Two Timing, Roadworks Productions, at Victory Gardens Theater. Canadian playwright and monologuist Daniel MacIvor has a knack for freshening up familiar material with clever, innovative structures. Violating linearity, he may reimagine corporate competition as a 13-round boxing match or interrupt a standard family drama with dance numbers, flashbacks, and confessional monologues. This formal inventiveness works well in insightful sketch comedies like the wickedly funny, occasionally eerie corporate-culture satire Never Swim Alone, half of Roadworks' evening of MacIvor works.
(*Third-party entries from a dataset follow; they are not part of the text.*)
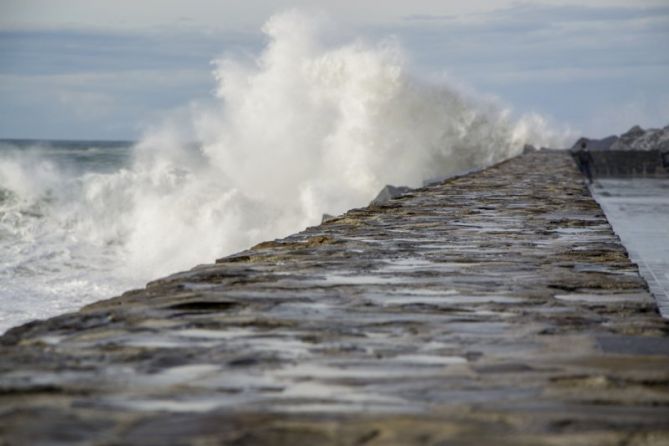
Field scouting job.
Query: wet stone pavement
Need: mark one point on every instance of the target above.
(494, 308)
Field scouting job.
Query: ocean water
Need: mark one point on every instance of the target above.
(305, 127)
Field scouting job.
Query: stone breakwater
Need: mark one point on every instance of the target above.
(494, 308)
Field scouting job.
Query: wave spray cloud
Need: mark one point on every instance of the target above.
(304, 128)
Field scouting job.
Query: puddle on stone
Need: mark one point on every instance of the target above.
(602, 298)
(448, 298)
(178, 375)
(228, 333)
(430, 360)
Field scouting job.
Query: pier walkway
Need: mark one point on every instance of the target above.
(494, 308)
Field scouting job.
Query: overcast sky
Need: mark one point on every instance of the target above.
(108, 68)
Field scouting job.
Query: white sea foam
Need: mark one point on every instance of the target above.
(302, 130)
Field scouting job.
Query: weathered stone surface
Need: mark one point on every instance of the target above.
(495, 308)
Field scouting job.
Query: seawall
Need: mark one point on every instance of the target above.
(630, 163)
(494, 308)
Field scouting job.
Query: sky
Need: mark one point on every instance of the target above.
(108, 69)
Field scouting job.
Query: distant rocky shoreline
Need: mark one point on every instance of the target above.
(635, 138)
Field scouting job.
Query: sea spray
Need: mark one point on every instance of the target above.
(304, 129)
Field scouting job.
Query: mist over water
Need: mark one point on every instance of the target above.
(304, 128)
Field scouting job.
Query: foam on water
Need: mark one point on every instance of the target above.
(303, 129)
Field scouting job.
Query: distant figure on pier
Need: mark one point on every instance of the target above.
(585, 161)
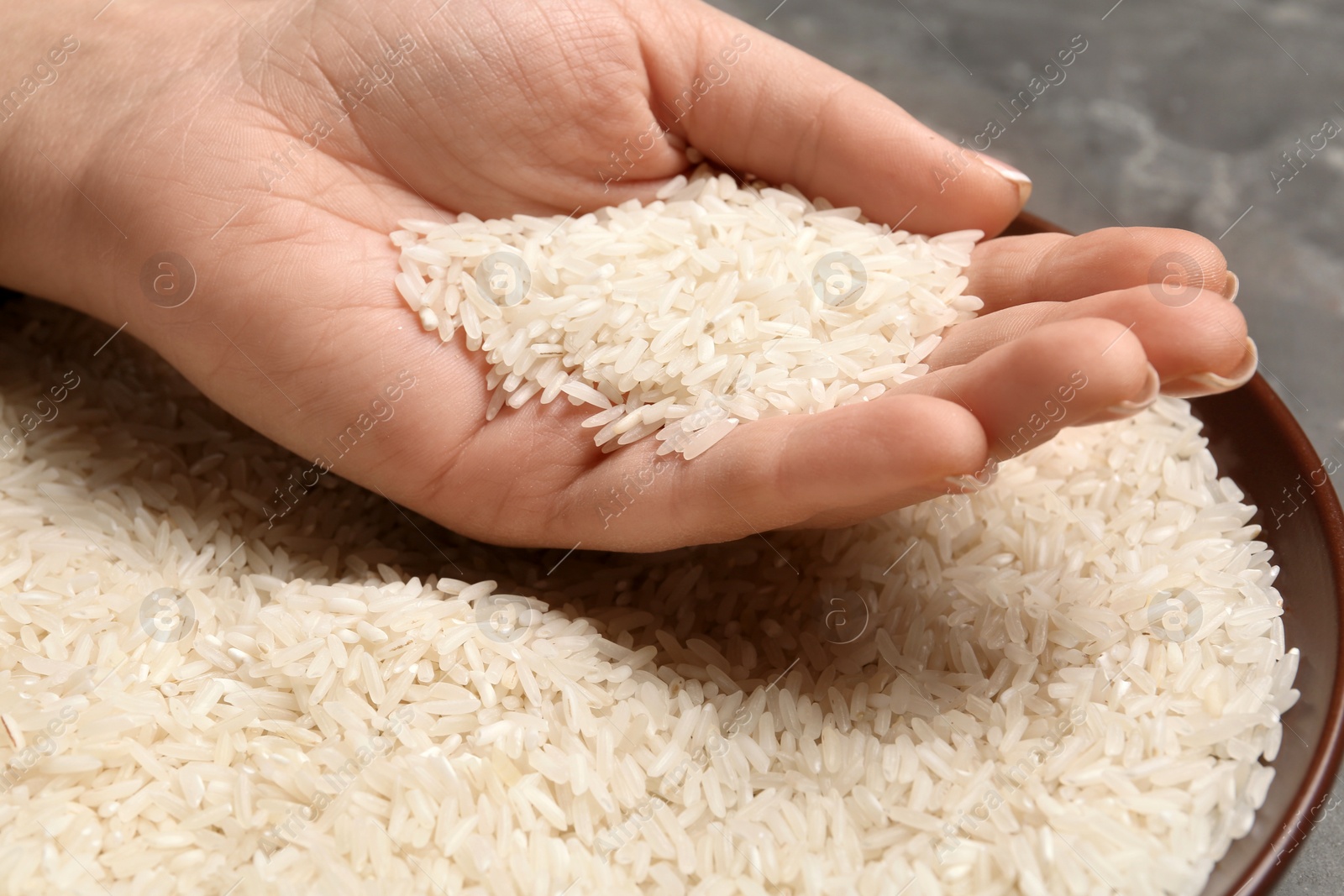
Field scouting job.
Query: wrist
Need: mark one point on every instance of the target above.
(71, 121)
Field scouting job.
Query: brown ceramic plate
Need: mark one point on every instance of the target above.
(1257, 443)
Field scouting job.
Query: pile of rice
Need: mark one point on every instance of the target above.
(716, 304)
(979, 694)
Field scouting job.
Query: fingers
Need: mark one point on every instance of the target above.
(1059, 374)
(759, 105)
(1206, 338)
(776, 473)
(1053, 268)
(857, 461)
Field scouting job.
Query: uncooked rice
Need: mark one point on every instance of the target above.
(716, 304)
(992, 711)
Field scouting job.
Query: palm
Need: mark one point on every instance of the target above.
(517, 107)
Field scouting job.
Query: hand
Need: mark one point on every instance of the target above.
(275, 147)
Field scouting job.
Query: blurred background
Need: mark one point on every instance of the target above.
(1173, 116)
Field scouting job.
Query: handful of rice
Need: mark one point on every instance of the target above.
(1068, 681)
(712, 305)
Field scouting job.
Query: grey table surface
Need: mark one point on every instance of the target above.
(1175, 116)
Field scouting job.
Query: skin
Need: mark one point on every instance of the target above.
(156, 130)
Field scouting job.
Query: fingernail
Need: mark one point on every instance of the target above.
(1142, 402)
(1019, 179)
(1205, 383)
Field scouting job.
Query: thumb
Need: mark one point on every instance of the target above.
(754, 103)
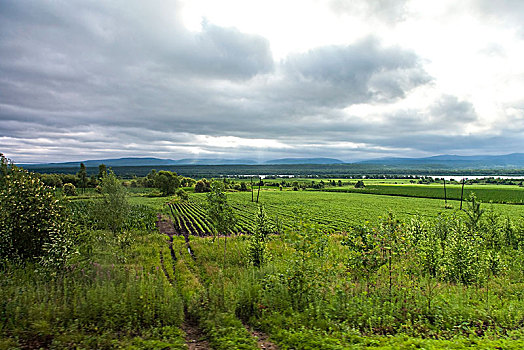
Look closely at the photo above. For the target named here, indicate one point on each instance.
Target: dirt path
(195, 339)
(262, 339)
(165, 225)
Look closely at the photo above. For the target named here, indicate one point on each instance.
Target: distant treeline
(302, 170)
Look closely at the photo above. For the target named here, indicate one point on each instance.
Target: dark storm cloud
(125, 78)
(358, 73)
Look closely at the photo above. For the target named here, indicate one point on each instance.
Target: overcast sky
(260, 79)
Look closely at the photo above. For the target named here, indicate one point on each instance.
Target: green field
(486, 193)
(312, 270)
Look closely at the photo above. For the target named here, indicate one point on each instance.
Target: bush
(69, 189)
(114, 207)
(34, 225)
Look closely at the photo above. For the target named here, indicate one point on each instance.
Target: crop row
(190, 218)
(495, 194)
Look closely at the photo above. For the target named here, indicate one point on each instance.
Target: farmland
(486, 193)
(301, 269)
(334, 212)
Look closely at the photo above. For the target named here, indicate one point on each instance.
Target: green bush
(34, 225)
(69, 189)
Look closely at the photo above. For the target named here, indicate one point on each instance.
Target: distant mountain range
(186, 161)
(511, 161)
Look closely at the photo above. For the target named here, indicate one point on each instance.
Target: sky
(261, 79)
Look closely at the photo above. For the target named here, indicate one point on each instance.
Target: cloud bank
(126, 78)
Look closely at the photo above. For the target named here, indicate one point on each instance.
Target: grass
(119, 298)
(341, 211)
(129, 291)
(486, 193)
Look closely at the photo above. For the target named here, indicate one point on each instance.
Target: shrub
(114, 207)
(69, 189)
(33, 223)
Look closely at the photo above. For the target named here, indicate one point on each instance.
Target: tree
(258, 240)
(202, 186)
(167, 182)
(360, 184)
(34, 225)
(220, 212)
(82, 176)
(102, 171)
(69, 189)
(114, 206)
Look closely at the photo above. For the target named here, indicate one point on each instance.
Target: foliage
(219, 211)
(360, 184)
(34, 225)
(202, 186)
(167, 182)
(82, 177)
(182, 195)
(69, 189)
(258, 240)
(113, 207)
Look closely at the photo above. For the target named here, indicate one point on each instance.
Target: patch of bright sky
(473, 58)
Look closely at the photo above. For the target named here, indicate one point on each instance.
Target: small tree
(114, 206)
(82, 177)
(69, 189)
(167, 182)
(360, 184)
(220, 212)
(258, 240)
(202, 186)
(34, 224)
(102, 171)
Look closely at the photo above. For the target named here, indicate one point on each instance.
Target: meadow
(298, 270)
(486, 193)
Reprising their roles from the late-night hit, Matt Gibson and Danny McCarthy again display their dazzling physical prowess as two glad-handing suits who pursue corporate success with the determination and agility of ferocious synchronized swimmers.
But MacIvor struggles when he tackles more emotionally challenging material in The Soldier Dreams, in which a young man on his deathbed remembers his past while his lover and relatives hold a vigil beside him. Despite some perceptive observations and a couple of fine performances (most notably from Patrick Populorum as the dying man's alter ego and Coby Goss as a German med student), MacIvor's numerous digressions seem designed to distract from the broad characters, glib dialogue, and stock situations. Much of what he intends as straight pathos or a critique of hypocritical family ritual registers as sitcom hollowness.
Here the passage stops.